Павел смутился и, скомкав незадачливую деталь туалета в некий шарик, сунул его в карман, промямлив:
— Это тебе тетушка Лида объяснит. Мне бы теперь как-то представить тебя обществу. Вот только как?… Скажу, что ты моя знакомая. Прошу тебя — больше помалкивай и слушай, что говорят другие, а что неясно — спрашивай меня.
Когда они вошли в гостиную, он объявил, сделав демонстративный жест в ее сторону:
— Друзья, разрешите представить вам мою знакомую — Клеопатра.
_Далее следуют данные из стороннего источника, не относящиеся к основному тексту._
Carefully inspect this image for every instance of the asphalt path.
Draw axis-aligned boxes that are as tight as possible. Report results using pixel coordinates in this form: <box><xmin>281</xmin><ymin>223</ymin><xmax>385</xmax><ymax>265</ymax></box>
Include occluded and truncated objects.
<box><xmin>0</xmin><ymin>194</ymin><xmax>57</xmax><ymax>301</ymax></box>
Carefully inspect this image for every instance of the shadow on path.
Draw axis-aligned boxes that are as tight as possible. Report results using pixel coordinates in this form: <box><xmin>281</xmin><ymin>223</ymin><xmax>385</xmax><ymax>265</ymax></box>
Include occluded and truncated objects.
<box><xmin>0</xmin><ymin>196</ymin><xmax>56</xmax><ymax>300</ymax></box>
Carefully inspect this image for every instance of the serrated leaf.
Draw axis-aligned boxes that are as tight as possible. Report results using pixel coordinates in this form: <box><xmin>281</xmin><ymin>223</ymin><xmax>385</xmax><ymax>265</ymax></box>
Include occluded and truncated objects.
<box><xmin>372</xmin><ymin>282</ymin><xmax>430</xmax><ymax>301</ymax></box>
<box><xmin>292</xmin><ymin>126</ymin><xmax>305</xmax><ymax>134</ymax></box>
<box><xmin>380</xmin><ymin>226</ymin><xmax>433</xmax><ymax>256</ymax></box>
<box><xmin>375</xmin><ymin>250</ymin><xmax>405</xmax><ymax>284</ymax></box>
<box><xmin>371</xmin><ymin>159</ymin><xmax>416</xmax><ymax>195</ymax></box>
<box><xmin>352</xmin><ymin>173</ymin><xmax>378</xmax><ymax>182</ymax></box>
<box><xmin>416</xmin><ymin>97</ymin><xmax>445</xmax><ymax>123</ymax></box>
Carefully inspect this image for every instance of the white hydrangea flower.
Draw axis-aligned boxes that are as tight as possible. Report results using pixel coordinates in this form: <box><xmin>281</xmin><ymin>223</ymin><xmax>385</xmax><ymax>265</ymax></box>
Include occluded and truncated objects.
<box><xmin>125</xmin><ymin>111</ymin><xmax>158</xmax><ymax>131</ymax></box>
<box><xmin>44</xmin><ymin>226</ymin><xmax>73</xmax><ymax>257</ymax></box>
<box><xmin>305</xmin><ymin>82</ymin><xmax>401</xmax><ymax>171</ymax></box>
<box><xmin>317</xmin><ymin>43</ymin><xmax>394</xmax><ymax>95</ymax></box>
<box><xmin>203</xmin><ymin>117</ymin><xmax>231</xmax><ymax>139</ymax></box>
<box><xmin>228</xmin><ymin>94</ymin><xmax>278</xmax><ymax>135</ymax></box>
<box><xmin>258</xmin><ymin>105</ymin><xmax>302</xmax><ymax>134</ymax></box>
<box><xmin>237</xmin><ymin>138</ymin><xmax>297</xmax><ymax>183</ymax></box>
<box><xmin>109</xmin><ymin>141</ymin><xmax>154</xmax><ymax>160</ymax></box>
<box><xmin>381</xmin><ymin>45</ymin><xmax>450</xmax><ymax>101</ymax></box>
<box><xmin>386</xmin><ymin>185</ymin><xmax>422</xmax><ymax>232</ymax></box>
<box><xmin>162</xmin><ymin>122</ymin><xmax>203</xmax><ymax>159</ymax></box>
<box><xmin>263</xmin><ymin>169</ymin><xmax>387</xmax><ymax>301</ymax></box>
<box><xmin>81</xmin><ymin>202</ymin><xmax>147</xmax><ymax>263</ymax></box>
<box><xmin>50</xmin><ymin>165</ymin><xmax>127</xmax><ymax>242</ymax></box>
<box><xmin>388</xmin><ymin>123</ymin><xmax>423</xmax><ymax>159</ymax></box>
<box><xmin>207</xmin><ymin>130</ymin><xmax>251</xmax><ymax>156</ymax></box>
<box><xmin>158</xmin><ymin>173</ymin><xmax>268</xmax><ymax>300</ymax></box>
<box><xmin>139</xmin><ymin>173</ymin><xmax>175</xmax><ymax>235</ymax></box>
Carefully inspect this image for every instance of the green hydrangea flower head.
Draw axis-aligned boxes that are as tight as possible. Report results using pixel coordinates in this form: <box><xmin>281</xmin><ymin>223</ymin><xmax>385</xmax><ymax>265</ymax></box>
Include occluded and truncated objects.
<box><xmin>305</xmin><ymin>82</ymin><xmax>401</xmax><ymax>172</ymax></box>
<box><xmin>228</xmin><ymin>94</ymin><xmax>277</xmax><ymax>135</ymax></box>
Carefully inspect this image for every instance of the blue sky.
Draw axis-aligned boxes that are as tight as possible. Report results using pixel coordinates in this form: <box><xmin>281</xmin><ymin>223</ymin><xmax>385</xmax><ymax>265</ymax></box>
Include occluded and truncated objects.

Мужчины оживились при виде девушки, а Валерий, подойдя к гостье, как радушный хозяин, собрался было пригласить ее занять почетное место в кресле, но она неожиданно, изящно изогнув кисть руки, поднесла ее тыльной стороной к самым его губам и застыла в горделивой позе, ожидая поцелуя. Ученому ничего не оставалось, как приложиться к мягкой коже губами.
Павел же про себя отметил:
«Поистине — непринужденный царский жест».
— Мы рады такой очаровательной девушке, — оторвавшись от руки, поприветствовал ее хозяин дома. — Проходите, присаживайтесь, пожалуйста. Если вам наши разговоры не покажутся скучными, мы будем рады, что вы украсили наш мужской коллектив…
— …как звезды небо, — добавила она.
— Что звезды? — не понял ученый.
— Я говорю — украсила вас, как звезды небо, — пояснила она.
— О, превосходное поэтическое сравнение, — согласился Валерий.
Пока они таким образом приветствовали друг друга, сзади к журналисту подошла тетушка Лида и, наклонившись к самому уху, спросила шепотом:
— Почему на твоей девушке мое платье и туфли?
Павел был давно готов к такому вопросу.
— Когда Клео пробиралась к вам, какая-то машина промчалась рядом с тротуаром и обрызгала ее грязью с ног до головы, поэтому мне пришлось предложить ваш наряд. Извините, что не успел предупредить. День сегодня такой хлопотный. Надеюсь, вы не сердитесь?
— О, нет, нет. Конечно, следует помочь человеку, если он в затруднительном положении. Где ты с ней познакомился? У тебя же не было раньше девушек.
— Это актриса. В силу некоторых обстоятельств она сейчас не работает, но вы ее ни о чем не расспрашивайте. Это — драма для тонкой чувствительной души.
— Ну, конечно, у меня хватит чувства такта, — заверила тетушка. — Очень хорошо, что она не работает. Мне как раз нужна помощница. Народу у нас прибавилось, мне одной трудно хозяйничать.
— Какая прекрасная идея, — обрадовался Павел. — А то ведь бедная Клео так переживает, что негде работать.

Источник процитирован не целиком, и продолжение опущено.